That defense may no longer work especially when the complaint against the credit rating agency sounds in fraud or negligence. Consider the October 2009 ruling in Abu Dhabi Commercial Bank and King County, Washington v. Morgan Stanley by Judge Shira Scheindlin of the Southern District of New York. That decision forced the defendants, which included rating giants S&P and Moody’s to respond to fraud charges in a class-action by investors claiming the raters hid the risks of securities linked to subprime mortgages. Judge Scheindlin’s ruling, dismissing all but one of the eleven claims against Moody’s, stated that the First Amendment does not provide a defense where the rating agency comments were distributed privately to a select group of investors and not to the general public and “if the speaker does not genuinely and reasonably believe it or if it is without basis in fact.”

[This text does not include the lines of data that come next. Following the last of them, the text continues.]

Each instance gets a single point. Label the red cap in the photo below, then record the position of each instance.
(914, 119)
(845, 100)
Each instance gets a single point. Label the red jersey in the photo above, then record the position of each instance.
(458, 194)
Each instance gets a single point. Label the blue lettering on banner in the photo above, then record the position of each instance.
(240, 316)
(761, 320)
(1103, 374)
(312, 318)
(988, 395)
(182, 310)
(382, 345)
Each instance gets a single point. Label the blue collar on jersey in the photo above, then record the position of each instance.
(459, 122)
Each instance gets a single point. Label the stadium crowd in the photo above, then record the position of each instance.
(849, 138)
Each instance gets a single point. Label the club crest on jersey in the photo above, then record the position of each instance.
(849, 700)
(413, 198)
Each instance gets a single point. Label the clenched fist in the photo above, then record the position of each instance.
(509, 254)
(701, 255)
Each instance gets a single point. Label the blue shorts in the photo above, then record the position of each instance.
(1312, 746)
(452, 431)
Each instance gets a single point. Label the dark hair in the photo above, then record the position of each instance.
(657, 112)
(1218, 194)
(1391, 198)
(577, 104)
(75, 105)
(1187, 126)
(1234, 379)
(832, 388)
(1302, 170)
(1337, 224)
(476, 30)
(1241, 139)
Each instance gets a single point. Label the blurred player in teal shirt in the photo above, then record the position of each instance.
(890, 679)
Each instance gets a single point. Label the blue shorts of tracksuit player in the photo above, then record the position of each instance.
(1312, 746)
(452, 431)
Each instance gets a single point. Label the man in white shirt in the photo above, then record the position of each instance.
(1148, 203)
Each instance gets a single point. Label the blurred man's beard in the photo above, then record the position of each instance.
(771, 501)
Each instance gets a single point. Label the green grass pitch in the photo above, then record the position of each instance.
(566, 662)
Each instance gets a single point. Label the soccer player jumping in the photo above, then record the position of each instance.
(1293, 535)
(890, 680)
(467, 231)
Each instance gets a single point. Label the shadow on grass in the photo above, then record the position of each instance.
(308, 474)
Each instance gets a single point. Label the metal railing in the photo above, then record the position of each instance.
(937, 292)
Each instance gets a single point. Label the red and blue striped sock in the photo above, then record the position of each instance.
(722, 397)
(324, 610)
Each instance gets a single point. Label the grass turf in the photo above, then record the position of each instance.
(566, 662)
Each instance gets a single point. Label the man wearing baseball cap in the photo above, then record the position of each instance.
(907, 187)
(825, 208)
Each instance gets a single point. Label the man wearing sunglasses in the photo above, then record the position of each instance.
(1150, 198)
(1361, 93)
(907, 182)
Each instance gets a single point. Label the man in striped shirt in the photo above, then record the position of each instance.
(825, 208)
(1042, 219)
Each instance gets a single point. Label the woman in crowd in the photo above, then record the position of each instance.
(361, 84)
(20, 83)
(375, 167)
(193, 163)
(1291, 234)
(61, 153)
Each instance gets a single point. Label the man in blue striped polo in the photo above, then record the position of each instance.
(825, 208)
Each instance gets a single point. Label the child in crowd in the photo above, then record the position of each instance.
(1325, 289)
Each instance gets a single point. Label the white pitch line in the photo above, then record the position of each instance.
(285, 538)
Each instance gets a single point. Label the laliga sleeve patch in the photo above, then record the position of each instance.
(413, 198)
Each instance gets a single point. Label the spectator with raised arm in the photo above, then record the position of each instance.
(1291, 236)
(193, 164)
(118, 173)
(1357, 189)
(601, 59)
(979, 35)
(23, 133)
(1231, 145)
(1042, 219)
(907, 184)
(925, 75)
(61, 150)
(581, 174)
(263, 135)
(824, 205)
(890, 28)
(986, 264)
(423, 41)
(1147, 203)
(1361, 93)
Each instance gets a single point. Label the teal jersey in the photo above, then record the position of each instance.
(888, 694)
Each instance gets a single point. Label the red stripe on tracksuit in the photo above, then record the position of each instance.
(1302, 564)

Brooklyn Law School Library's catalog, SARA, , has reading on the topic. In addition to BLS Professor of Law David J. Reiss' article Subprime Standardization: How Rating Agencies Allow Predatory Lending to Flourish in the Secondary Mortgage Market in 33 Fla. St. U. L. Rev. 985 (2006), there is Special Issue: Causes of the Financial Crisis (Call # HB3722 .S73 2009) with a series of articles on the financial crisis including one by Lawrence J. White titled Credit Rating Agencies and the Subprime Debacle. The abstract for that article reads:
By means of the high ratings that they awarded to subprime mortgagebacked bonds, the three major rating agencies—Moody’s, Standard & Poor’s, and Fitch—played a central role in the current financial crisis. Without these ratings, it is doubtful that subprime mortgages would have been issued in such huge amounts, since a major reason for the subprime lending boom was investor demand for high-rated bonds—much of it generated by regulations that made such bonds mandatory for large institutional investors. And it is even less likely that such bonds would have become concentrated on the balance sheets of the banks, for which they were rewarded by capital regulations that tilted toward high-rated securities. Why, then, were the agencies excessively optimistic in their ratings of subprime mortgage-backed securities? A combination of their fee structure, the complexity of the bonds that they were rating, insufficient historical data, some carelessness, and market pressures proved to be a potent brew. This combination was enabled, however, by seven decades of financial regulation that, beginning in the 1930s, had conferred the force of law upon these agencies’ judgments about the creditworthiness of bonds and that, since 1975, had protected the three agencies from competition.